アラサーサラリーマンの投資日記

米国個別株とインデックスファンドのポートフォリオを公開

【米国株】大幅下落のNVIDIAは買いなのか?

今回はコロナ禍でテーマ株となった半導体銘柄

特に人気だったのNVIDIAにスポットを当てたいと思います。

NVIDIA(エヌビディア)について

NVIDIA企業解説

米国の半導体企業、主にGPUと呼ばれるPCのグラフィックボードのチップを設計・開発しています。

GPUは多くのPCに搭載されており、高性能なグラフィックボードを搭載することでより高画質で滑らかな映像を出力できます。

そのため、近年では重たい画像処理を必要とするFPSゲーム(シューティングゲーム)が若者の間でブームになっており、それに伴いグラフィックボードの需要が高まっています。

NVIDIAの他にもAMDもRadeonと言うブランドで同じくグラフィックボードを開発していますが、NVIDIAのGeForceブランドの方がよりゲームとの相性が良くゲーマー人気が高いのが特徴です。

他にも仮想通貨(主にイーサリアム)のマイニングがグラフィックボードで出来ることもあり、投機的な人気も集めています。

現在の株価とバリュエーション

NVIDIAのチャート 左が年初来、右が5年来のパフォーマンス

過去5年で大きく株価を伸ばして来ましたが、昨年末辺りから大きく調整していることがわかると思います。

バリュエーションについても一時期高い時でPERが90倍近くありましたが、現在予想PER27倍と一気に下がって来ているため一時期と比較すれば割安感は出ていますが、配当利回りが低く圧倒的なグロース企業であるため、決算を見て売上やEPSがしっかり成長できるかが大事になってきそうです。

過去の決算の傾向

NVIDIA FY23年Q1決算資料より

直近のFY23Q1決算では売上高のYoYは46%とまずまずの成長をしてます。

しかし、前々回50%、前回53%に比べると成長鈍化が否めずQ2ガイダンスに至ってはQoQでマイナスの数字が発表されたため次回決算で良いサプライズが出せるかが鍵になりそうです。

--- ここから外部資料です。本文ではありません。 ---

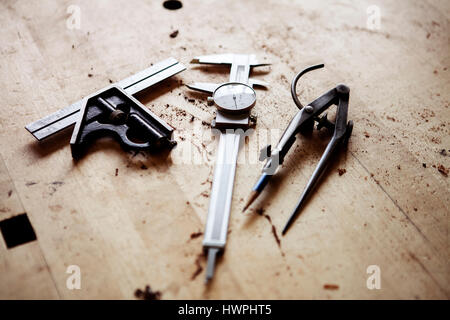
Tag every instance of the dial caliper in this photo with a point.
(233, 100)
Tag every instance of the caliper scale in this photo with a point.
(233, 100)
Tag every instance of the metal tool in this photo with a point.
(234, 100)
(303, 121)
(68, 116)
(112, 112)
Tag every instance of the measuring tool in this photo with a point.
(234, 100)
(68, 116)
(304, 121)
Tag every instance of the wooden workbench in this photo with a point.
(126, 219)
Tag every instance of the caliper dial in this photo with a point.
(234, 97)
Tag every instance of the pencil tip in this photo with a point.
(251, 198)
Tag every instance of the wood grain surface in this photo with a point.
(126, 219)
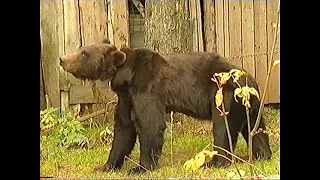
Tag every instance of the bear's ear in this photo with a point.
(118, 58)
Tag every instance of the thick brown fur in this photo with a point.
(149, 85)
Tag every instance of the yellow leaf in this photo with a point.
(276, 62)
(224, 77)
(236, 74)
(231, 174)
(209, 155)
(237, 92)
(219, 97)
(242, 173)
(188, 164)
(224, 113)
(254, 92)
(197, 164)
(200, 159)
(246, 102)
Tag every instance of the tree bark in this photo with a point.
(168, 26)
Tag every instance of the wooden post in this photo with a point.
(274, 85)
(260, 44)
(226, 27)
(195, 15)
(209, 26)
(51, 22)
(219, 27)
(235, 31)
(93, 21)
(168, 26)
(139, 6)
(93, 30)
(119, 23)
(248, 36)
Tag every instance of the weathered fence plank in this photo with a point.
(51, 22)
(226, 27)
(220, 38)
(235, 32)
(119, 17)
(248, 36)
(93, 18)
(260, 43)
(209, 26)
(42, 94)
(274, 85)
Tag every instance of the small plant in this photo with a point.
(69, 131)
(105, 134)
(199, 160)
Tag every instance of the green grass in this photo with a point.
(189, 138)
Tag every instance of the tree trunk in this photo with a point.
(168, 26)
(169, 29)
(42, 97)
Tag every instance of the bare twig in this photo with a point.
(240, 159)
(268, 75)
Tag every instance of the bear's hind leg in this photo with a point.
(124, 136)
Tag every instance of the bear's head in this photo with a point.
(95, 62)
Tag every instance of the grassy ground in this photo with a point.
(189, 138)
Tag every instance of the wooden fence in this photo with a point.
(238, 29)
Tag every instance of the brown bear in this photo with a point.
(149, 85)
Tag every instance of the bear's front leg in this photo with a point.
(150, 125)
(220, 135)
(124, 136)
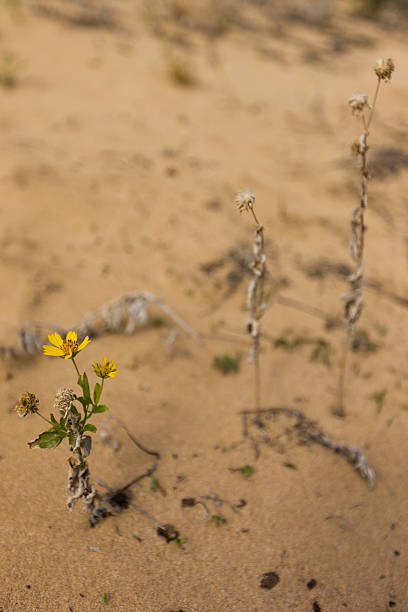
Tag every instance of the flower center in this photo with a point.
(69, 347)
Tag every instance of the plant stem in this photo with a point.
(76, 367)
(43, 418)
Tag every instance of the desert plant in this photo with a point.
(74, 412)
(245, 201)
(353, 299)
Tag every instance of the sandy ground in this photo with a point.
(115, 178)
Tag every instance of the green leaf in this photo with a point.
(72, 439)
(85, 387)
(47, 439)
(97, 392)
(99, 409)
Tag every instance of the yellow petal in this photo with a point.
(83, 343)
(55, 339)
(54, 351)
(72, 336)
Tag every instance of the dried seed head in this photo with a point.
(244, 200)
(355, 148)
(358, 103)
(27, 404)
(384, 67)
(63, 400)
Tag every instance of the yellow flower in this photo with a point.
(106, 369)
(67, 348)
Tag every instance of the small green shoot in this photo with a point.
(362, 342)
(379, 398)
(179, 541)
(226, 364)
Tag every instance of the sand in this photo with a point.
(116, 178)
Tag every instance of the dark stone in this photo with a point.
(269, 580)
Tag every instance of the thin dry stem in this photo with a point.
(353, 299)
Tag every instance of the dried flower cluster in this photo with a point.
(384, 67)
(27, 404)
(245, 201)
(353, 299)
(358, 103)
(63, 401)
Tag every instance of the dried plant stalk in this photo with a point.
(122, 315)
(353, 299)
(245, 201)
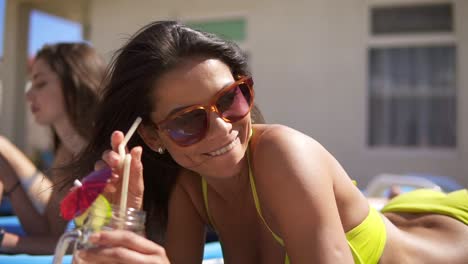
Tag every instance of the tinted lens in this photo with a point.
(188, 128)
(235, 103)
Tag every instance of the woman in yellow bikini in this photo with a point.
(272, 194)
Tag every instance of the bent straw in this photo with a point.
(125, 160)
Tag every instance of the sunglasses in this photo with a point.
(190, 125)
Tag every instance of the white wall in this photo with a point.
(309, 65)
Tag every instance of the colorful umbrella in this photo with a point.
(82, 197)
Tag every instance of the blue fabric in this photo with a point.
(11, 225)
(213, 251)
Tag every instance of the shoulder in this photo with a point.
(279, 142)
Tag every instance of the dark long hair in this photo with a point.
(81, 71)
(151, 52)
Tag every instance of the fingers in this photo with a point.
(136, 164)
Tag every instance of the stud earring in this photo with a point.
(160, 150)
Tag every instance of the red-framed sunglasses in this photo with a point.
(190, 125)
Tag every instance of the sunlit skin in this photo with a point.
(196, 82)
(45, 95)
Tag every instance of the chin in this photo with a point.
(227, 164)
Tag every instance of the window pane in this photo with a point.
(412, 98)
(231, 29)
(412, 19)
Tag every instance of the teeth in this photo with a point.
(224, 149)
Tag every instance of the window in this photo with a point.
(412, 77)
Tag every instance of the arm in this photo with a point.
(303, 210)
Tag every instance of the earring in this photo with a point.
(160, 150)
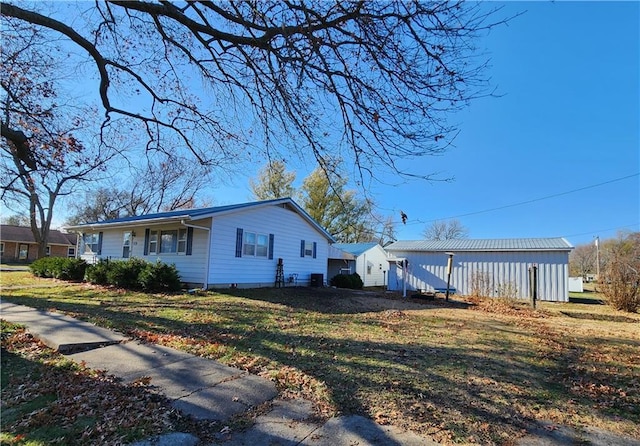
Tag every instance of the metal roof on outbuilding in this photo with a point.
(493, 245)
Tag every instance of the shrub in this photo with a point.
(72, 269)
(621, 275)
(352, 281)
(159, 277)
(124, 274)
(59, 268)
(43, 267)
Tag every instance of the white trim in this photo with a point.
(205, 283)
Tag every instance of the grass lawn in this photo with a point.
(478, 373)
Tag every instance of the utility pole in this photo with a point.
(597, 243)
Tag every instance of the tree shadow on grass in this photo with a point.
(486, 388)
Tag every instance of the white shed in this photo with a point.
(371, 261)
(497, 267)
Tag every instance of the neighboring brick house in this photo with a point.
(17, 244)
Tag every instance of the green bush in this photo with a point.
(72, 269)
(159, 277)
(135, 274)
(352, 281)
(124, 274)
(59, 268)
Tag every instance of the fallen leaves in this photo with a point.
(70, 404)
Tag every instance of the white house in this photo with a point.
(371, 262)
(492, 267)
(236, 245)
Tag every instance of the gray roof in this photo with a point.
(355, 248)
(201, 213)
(512, 244)
(11, 233)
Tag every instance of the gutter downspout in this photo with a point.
(205, 283)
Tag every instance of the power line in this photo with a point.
(417, 221)
(596, 231)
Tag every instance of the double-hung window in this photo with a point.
(126, 244)
(256, 245)
(168, 241)
(91, 243)
(182, 241)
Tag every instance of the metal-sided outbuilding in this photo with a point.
(496, 267)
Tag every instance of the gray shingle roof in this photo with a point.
(514, 244)
(200, 213)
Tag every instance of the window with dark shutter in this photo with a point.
(146, 241)
(271, 237)
(189, 241)
(239, 242)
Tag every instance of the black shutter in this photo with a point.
(239, 242)
(146, 241)
(271, 236)
(189, 241)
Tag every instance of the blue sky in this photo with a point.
(568, 118)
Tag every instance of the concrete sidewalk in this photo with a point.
(202, 388)
(208, 390)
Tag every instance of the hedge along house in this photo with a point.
(492, 268)
(217, 247)
(371, 261)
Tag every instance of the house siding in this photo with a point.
(12, 251)
(288, 228)
(191, 268)
(338, 266)
(506, 272)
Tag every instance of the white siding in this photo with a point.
(505, 271)
(288, 228)
(376, 258)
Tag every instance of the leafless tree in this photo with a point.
(445, 230)
(369, 82)
(38, 169)
(582, 260)
(164, 185)
(621, 273)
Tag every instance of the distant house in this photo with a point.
(17, 244)
(492, 267)
(224, 246)
(371, 261)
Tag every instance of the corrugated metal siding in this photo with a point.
(515, 244)
(506, 272)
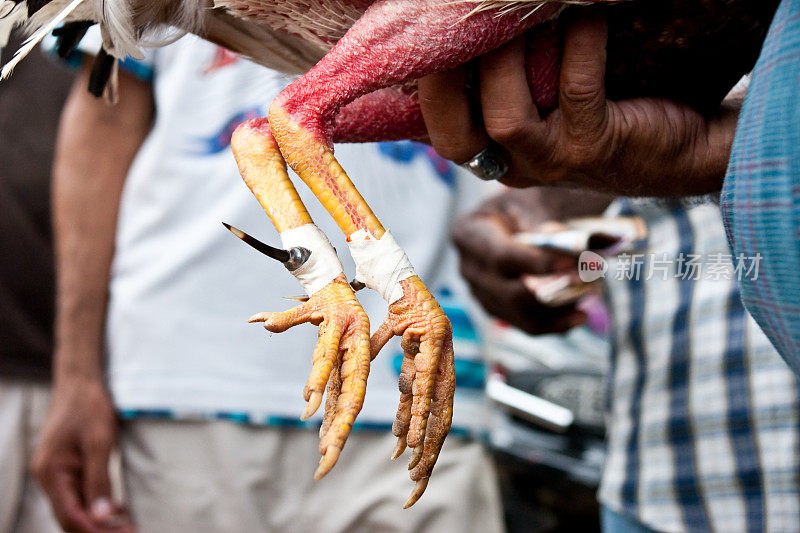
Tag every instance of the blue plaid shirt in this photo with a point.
(704, 432)
(761, 195)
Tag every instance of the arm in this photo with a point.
(95, 147)
(646, 146)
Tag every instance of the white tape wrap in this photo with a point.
(380, 263)
(323, 266)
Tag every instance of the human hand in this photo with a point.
(646, 146)
(71, 460)
(503, 273)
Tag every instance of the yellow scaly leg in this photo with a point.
(341, 358)
(427, 382)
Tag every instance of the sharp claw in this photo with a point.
(416, 494)
(399, 448)
(312, 406)
(259, 317)
(327, 462)
(416, 457)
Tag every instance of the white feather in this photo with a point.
(34, 39)
(11, 15)
(119, 30)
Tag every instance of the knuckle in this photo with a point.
(98, 441)
(580, 89)
(39, 467)
(453, 149)
(506, 130)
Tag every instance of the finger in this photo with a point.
(325, 354)
(509, 114)
(354, 372)
(332, 396)
(488, 240)
(439, 421)
(62, 490)
(381, 336)
(582, 97)
(447, 111)
(425, 364)
(278, 322)
(402, 419)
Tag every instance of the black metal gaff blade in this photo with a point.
(270, 251)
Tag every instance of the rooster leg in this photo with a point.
(393, 43)
(341, 358)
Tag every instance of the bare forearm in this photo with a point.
(95, 147)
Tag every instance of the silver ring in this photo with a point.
(489, 164)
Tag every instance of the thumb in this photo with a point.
(582, 96)
(96, 481)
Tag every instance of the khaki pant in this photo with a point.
(23, 506)
(222, 477)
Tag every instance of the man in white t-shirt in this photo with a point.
(209, 405)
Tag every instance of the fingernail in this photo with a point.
(102, 508)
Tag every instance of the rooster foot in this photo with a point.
(340, 362)
(427, 378)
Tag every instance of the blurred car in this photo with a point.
(548, 399)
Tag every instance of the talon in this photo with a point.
(399, 448)
(259, 317)
(416, 494)
(416, 457)
(312, 406)
(327, 462)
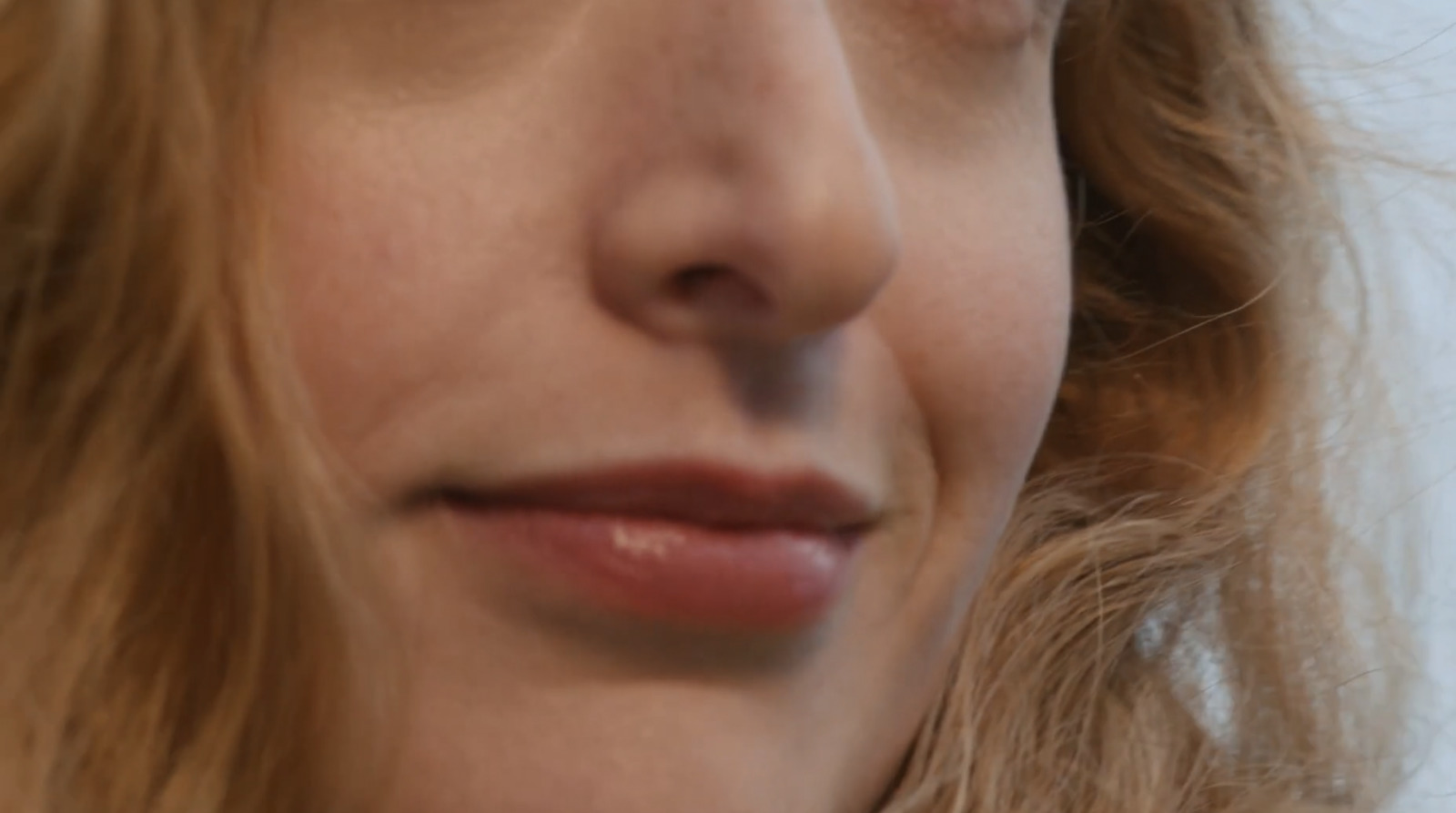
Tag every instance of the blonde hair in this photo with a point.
(179, 635)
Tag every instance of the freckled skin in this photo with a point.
(485, 218)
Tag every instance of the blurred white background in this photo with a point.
(1392, 65)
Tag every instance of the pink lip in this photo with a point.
(686, 544)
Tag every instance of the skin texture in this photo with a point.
(480, 210)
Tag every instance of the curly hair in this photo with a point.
(179, 638)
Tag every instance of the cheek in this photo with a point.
(979, 320)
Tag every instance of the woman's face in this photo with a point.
(688, 357)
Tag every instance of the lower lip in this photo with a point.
(769, 580)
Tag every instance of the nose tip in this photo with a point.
(703, 257)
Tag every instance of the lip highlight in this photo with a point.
(684, 544)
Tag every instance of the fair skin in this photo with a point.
(485, 216)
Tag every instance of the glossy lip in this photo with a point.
(686, 544)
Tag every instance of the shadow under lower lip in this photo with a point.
(744, 580)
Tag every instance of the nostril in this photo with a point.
(717, 289)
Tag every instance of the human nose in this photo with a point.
(754, 206)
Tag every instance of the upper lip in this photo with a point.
(693, 493)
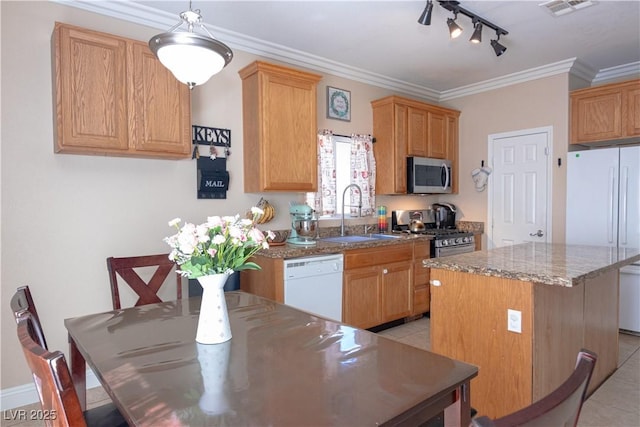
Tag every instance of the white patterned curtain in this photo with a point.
(363, 173)
(324, 201)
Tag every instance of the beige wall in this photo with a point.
(63, 215)
(538, 103)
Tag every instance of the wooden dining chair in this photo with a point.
(559, 408)
(22, 302)
(51, 374)
(147, 291)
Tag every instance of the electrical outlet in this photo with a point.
(514, 321)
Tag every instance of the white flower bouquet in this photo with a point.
(220, 245)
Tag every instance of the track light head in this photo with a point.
(497, 47)
(454, 29)
(477, 33)
(425, 18)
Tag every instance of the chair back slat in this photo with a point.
(51, 377)
(561, 407)
(147, 292)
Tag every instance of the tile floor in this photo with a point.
(615, 403)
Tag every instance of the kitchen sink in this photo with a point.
(359, 238)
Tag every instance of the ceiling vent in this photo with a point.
(562, 7)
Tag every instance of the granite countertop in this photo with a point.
(289, 250)
(552, 264)
(320, 247)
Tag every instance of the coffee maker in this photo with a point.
(304, 224)
(445, 215)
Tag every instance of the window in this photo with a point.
(338, 167)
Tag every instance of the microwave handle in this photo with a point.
(446, 176)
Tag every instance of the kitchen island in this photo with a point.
(521, 314)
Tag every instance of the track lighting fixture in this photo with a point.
(425, 18)
(497, 47)
(477, 33)
(455, 30)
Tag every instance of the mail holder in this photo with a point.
(213, 178)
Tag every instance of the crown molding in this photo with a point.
(616, 73)
(144, 15)
(560, 67)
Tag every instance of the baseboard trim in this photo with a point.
(26, 394)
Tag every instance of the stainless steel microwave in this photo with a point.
(428, 176)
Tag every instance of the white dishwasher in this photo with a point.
(314, 284)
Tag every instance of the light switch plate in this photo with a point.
(514, 321)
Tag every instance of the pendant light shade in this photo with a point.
(192, 58)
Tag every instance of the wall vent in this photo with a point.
(562, 7)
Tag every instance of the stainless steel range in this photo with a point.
(445, 242)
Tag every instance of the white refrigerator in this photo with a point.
(603, 209)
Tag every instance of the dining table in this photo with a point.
(282, 367)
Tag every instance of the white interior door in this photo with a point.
(519, 190)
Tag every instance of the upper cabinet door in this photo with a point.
(437, 147)
(113, 97)
(406, 127)
(417, 132)
(279, 109)
(633, 111)
(161, 121)
(90, 90)
(605, 113)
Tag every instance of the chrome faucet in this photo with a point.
(359, 206)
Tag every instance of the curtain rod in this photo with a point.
(349, 136)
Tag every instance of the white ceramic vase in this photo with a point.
(214, 364)
(213, 322)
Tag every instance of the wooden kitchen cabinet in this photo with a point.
(469, 322)
(405, 127)
(605, 113)
(417, 132)
(279, 128)
(378, 285)
(421, 292)
(113, 97)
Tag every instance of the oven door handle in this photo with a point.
(445, 174)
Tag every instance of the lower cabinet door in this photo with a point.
(361, 303)
(397, 291)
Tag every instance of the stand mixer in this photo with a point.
(303, 224)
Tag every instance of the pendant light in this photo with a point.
(192, 58)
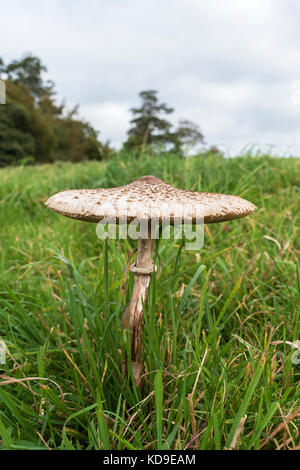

EPSのYoYは49%とこちらもまずまずの利益を残せていますが、高いPERを考えると今後も継続して利益を出せないと株価が許容されないと思います。

参考までに、スマホ向けの半導体の設計・開発するQualcommは直近決算で同じような成長率をしておりますが、予想PER10倍とNVIDIAより遥かに安いバリュエーションで取引されています。

NVIDIA FY23Q1決算資料より セクター別売上高

セクター別ではゲーミングとデータセンターが売上の大半を占めており、ゲーミング部門は成長鈍化が懸念されています。

一方でデータセンター部門はGoogle、Microsoft、Amazonの決算を見てもクラウド事業は安定して成長しているため、その恩恵を受けてデータセンター部門も順調に成長していくと思います。

今後の展望

成長の柱であったゲーミング部門の成長が鈍化している点としてはゲームの人気タイトルが出ていないことが大きく起因していると思います。

昨年、待望のBFシリーズの新作がリリースされましたが、バグが多くまともにプレーできない状態で多くのゲーマーを失望させました。

日本で人気のあるゲームタイトルとしてはAPEXやVALOLANT等がありますが、これらはもう何年も前にリリースされたゲームであり、FPSではありますが、比較的軽いゲームなので高性能なグラフィックボードでなくても遊べるためPCが壊れない限り買い替える必要がないと考える人が多いのが実態です。

更に追い打ちをかけるのは、仮想通貨、主にイーサリアムのマイニングがバージョンアップ(PoWからPoSへの移行)によりできなくなるため大量に中古のグラフィックボードが市場に出回るのではないかとの懸念がされています。イーサリアムの他にもマイニングができる通貨はありますが、収益性が著しく落ちるため多くのマイナーが引退するのではないかと言われております。

上記のような需要の減退を考慮してかわかりませんが、今年発売予定のNVIDIA新作のグラフィックボードであるGeForceRTX4000シリーズは生産を減らすとの報道が先日ありました。

これらを総合的に踏まえると暫くは売り判断になると考えます。